Beijing: China will add up to 4 million barrels of crude to its strategic storage tanks by mid-December, an industry source said, more than doubling stocks in a move analysts say is providing a floor to global prices.
The new crude will top up China's first state reserves facility near Ningbo to about one-fifth of its capacity, likely spurring debate over whether Beijing will allow its state energy firms to dip into the stocks at will, creating a potentially powerful tool for maximising trading profits.
The cargoes, bought by top refiner Sinopec, include a 950,000-barrel shipment due for discharge in mid-November, said a second industry source based in Ningbo.
"They are on the way," the first source told Reuters. The source declined to specify the type of crude or its origin.
Traders speculated that some of the additional barrels could be from Oman. Sinopec, the single-largest buyer of Omani crude, was seen lifting around 8 million barrels of the grade for November loading, more than its usual 4-6 million barrels.
The incoming crude follows the storage's first fill in August of around 3 million barrels of Russian crude Urals, the first overt sign of the world's second-largest consumer stocking up on emergency supplies as part of its planned buffer to disruptions.
The storage tanks at Ningbo, near Sinopec's 400,000 barrels per day (bpd) Zhenhai refinery, have a total capacity of about 33 million barrels.

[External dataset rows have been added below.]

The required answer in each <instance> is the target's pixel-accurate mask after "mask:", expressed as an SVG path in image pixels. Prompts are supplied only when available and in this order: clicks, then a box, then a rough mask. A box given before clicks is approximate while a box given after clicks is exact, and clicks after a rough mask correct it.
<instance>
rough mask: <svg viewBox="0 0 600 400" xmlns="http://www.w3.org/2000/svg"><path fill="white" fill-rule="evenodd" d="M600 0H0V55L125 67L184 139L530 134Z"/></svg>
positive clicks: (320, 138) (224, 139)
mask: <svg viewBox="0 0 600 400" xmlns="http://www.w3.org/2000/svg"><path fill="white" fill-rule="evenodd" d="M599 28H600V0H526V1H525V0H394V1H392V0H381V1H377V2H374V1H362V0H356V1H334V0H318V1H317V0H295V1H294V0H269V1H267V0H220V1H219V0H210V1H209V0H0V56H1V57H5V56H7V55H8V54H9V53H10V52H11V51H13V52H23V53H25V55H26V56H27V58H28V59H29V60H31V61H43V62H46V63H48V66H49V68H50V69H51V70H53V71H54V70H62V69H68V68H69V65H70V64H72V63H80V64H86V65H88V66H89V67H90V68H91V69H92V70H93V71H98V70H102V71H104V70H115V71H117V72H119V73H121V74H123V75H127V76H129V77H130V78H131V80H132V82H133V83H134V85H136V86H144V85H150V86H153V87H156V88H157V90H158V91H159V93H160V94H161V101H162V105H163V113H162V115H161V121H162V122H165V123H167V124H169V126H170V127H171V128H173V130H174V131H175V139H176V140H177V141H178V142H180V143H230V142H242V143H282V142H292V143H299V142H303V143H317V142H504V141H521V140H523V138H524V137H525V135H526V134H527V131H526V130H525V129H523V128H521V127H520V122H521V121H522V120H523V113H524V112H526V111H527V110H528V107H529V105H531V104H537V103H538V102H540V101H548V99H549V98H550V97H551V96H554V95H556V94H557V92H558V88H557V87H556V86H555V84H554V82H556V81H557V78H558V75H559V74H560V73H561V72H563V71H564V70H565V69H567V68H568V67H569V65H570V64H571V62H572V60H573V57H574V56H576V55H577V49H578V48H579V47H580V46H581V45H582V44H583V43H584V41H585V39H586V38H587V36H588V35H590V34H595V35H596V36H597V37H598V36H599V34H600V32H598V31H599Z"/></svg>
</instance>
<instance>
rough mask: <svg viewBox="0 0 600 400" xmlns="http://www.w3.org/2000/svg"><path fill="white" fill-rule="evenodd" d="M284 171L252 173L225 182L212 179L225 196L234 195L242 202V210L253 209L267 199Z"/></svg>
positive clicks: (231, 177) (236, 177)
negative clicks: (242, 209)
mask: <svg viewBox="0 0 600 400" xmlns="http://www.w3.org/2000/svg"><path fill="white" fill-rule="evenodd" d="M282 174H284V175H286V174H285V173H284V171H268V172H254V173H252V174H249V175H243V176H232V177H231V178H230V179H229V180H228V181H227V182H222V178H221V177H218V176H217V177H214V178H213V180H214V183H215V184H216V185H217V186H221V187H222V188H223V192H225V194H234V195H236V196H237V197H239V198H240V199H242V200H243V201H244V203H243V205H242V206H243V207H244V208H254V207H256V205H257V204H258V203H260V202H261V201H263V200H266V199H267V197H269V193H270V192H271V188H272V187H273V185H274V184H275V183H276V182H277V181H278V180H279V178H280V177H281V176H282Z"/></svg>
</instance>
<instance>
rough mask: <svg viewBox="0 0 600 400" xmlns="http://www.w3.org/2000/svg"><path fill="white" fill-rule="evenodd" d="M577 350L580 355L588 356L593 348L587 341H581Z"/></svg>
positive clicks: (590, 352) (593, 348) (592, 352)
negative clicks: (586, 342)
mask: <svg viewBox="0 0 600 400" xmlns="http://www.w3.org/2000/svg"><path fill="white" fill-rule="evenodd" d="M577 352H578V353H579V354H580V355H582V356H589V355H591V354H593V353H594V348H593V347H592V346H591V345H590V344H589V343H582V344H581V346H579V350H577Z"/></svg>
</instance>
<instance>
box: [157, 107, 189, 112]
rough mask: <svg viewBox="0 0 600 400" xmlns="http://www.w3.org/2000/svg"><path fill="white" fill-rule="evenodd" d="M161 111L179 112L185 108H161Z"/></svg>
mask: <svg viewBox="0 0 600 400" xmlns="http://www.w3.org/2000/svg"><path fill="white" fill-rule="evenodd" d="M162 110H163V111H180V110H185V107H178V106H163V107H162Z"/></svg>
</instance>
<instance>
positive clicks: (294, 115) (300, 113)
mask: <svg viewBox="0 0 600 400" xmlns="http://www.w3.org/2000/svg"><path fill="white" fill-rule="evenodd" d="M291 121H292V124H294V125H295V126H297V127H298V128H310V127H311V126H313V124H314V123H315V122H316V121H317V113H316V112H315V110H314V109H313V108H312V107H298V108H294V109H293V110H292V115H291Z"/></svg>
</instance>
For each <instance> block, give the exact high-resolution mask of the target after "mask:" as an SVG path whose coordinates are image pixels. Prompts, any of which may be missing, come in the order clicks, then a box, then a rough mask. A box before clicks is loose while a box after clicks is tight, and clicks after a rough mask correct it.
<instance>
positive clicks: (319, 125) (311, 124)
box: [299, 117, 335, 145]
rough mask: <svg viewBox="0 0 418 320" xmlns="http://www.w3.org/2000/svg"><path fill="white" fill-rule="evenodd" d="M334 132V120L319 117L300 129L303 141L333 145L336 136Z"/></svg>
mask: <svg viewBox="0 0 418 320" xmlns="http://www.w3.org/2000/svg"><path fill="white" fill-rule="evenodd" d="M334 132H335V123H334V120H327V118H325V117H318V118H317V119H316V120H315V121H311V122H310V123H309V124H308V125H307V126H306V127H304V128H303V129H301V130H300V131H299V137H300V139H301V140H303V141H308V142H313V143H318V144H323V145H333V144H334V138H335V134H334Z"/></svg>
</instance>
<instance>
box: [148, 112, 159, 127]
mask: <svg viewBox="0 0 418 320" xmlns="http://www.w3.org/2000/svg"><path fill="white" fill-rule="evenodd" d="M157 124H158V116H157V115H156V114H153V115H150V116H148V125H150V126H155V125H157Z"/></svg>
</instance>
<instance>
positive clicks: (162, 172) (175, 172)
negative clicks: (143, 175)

Averaged over the August-December period, the stockbuild is running at about 50,000 bpd, the low end of analysts' estimates and under 2 per cent of China's total imports, which are up 16 per cent at 2.92 million bpd so far this year.
Although China's decision to buy its first Russian cargoes appeared ill-timed against crude oil's peaks at over $77 a barrel in mid-July and early August, the latest purchases seem to be savvier, as crude oil fell sharply to $60 by mid-September, when the latest cargoes would have been bought.
But analysts warn that China's long-anticipated stockbuild may prevent further declines.
"Why have oil prices failed to obey the bears commands? The most important reason is China," Societe Generale commodity research said in a report.
"China's buying for its strategic reserve is flooring any price decline."
Domestic oil demand from the world's fourth-largest economy is expected to rise by 6 per cent this year, double the pace in 2005, due to growth in oil-guzzling sectors such as construction, heavy industries and transportation.
But some analysts are shifting focus from the moderating pace of demand growth in China which startled markets in 2004 with a 15 per cent surge to its apparent intent to become a more potent force on global commodity markets.
More storage sites are under construction for a nationwide stockpile that will total more than 100 million barrels in the next few years, a potentially powerful price lever.